The Ghost, on hearing this, set up another cry, and clanked his chain so hideously in the dead silence of the night, that the Ward would have been justified in indicting him for a nuisance.

"Oh, captive, bound and double-ironed," cried the phantom, "not to know, that ages of incessant labour by immortal creatures for this earth, must pass into eternity before the good of which it is susceptible is all developed—not to know that any Christian Spirit working kindly in its little sphere, whatever it may be, will find its mortal life too short for its vast means of usefulness—not to know that no space of regret can make amends for one Life's opportunities misused!—Yet such was I! Oh! Such was I!"

"But you were always a good man of business, Jacob," faultered Scrooge who now began to apply this to himself.

"Business!" cried the Ghost, wringing its hands again. "Mankind was my business. The common welfare was my business; charity, mercy, forbearance, and benevolence, were, all, my business. The dealings of my trade were but a drop of water in the comprehensive Ocean of my business!"

It held up its chain at arm's length as if that were the cause of all its unavailing grief; and flung it heavily upon the ground again.

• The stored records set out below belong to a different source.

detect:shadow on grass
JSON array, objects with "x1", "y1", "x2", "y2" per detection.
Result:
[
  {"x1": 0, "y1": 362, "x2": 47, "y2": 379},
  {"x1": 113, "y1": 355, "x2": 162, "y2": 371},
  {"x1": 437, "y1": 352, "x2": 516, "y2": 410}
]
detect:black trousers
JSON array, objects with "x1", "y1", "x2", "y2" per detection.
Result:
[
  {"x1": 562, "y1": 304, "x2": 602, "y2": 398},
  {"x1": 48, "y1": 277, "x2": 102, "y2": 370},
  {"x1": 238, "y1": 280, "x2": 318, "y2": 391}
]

"At this time of the rolling year," the spectre said, "I suffer most: why did I walk through crowds of fellow-beings with my eyes turned down, and never raise them to that blessed star which led the wise men to a poor abode? Were there no poor homes to which its light would have conducted me!"

Scrooge was very much dismayed to hear the spectre going on at

Charles Dickens (1812–1870)
Autograph manuscript signed, December 1843
Page 14
Purchased by Pierpont Morgan before 1900; MA 97

Compelled by personal financial difficulties, Dickens wrote A Christmas Carol in only six weeks, during a period of intense creativity in fall 1843. The original manuscript of A Christmas Carol reveals Dickens's method of composition, allowing us to see the author at work. The pace of writing and revision, apparently contiguous, is urgent, rapid, and boldly confident. Deleted text is struck out with a cursive and continuous looping movement of the pen and replaced with more active verbs—to achieve greater vividness or immediacy of effect— and fewer words for concision. This heavily revised sixty-six-page draft—the only manuscript of the story—was sent to the printer in order for the book to be published on 19 December, just in time for the Christmas market.